これに対してカザルスは、右腕を脇から自由にして弓による表現性を広げ、左腕も脇から離して、指の間隔を拡張させて同じポジションで半音広く弾くことができる、現在見られるような演奏スタイルに改良しました。ただ、カザルスはこれらの奏法の確立に11年から12年を要しましたが、自身では奏法革命とか改革という表現は使っていません。
後にカザルスは
「(新奏法確立は)あくまで音楽的な完全性を目指すために必要だった」
と述べています。しかしこの奏法の改革がなければ、20世紀のチェロのための無伴奏作品の殆どが作曲されることは無かっただろうとまで言われているのです。
もう一つの功績として、それまで単なる練習曲と考えられていた
ヨハン・セバスティアン・バッハ作曲の《無伴奏チェロ組曲(全6曲)》の価値を再発見して、広く世に紹介したことが挙げられています。
カザルスは1890年に、バルセロナの楽器店でバッハの《無伴奏チェロ組曲》の楽譜に出会いました。そこから研究を重ねて1904年にバッハの無伴奏チェロ組曲を初めて公開演奏すると大きな反響をよび、その後何度も演奏や録音をするようになりました。
このカザルスの再評価以降、モダンチェロ奏者や古楽器奏者といった様々なチェリストたちがバッハの無伴奏組曲をレパートリーに加え、演奏や録音を重ねています。
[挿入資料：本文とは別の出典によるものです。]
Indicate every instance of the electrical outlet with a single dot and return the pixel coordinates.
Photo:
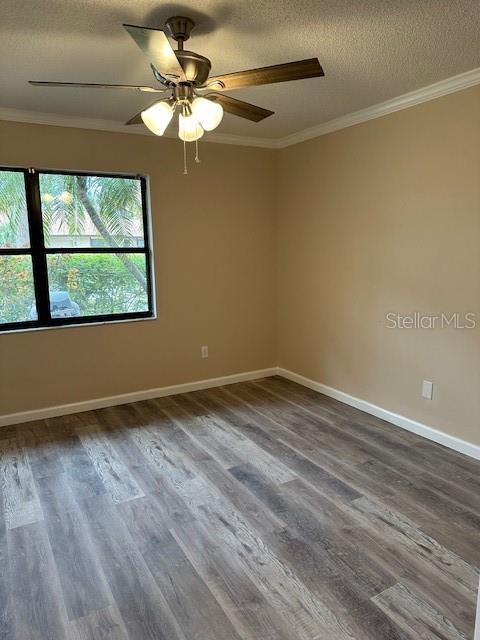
(427, 389)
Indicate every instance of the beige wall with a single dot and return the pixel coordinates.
(214, 267)
(381, 217)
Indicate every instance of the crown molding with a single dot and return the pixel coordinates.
(405, 101)
(76, 122)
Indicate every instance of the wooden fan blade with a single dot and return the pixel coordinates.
(155, 45)
(240, 108)
(268, 75)
(94, 85)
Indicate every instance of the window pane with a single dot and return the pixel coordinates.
(13, 210)
(97, 284)
(17, 297)
(91, 211)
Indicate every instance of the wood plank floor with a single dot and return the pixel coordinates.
(256, 511)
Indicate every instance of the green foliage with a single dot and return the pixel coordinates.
(98, 283)
(16, 288)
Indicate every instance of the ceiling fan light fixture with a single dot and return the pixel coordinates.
(208, 113)
(157, 117)
(189, 129)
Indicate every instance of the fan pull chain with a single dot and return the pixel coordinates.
(185, 169)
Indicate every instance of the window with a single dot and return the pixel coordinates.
(74, 248)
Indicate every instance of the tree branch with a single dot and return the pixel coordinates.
(84, 198)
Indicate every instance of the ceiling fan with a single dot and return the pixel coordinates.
(185, 84)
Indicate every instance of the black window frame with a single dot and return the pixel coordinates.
(39, 252)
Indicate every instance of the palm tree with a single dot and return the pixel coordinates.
(72, 204)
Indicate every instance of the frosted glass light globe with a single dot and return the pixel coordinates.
(157, 117)
(189, 128)
(208, 113)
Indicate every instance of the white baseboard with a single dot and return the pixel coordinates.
(423, 430)
(462, 446)
(135, 396)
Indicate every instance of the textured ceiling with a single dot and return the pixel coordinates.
(371, 50)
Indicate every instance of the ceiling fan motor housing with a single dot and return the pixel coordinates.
(196, 67)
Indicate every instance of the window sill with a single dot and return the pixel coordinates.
(75, 326)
今でこそ名曲として親しまれているバッハですが、こうしたことも、もしかしたらカザルス無しには有り得なかったかも知れないのです。
そんなわけでカザルスの誕生日である今日は、バッハの《無伴奏チェロ組曲》から第1番ト長調をお聴きいただきたいと思います。SP盤のザラついた針音の向こう側から響いてくる、カザルスならではの温かみのある音色でのバッハをお楽しみください。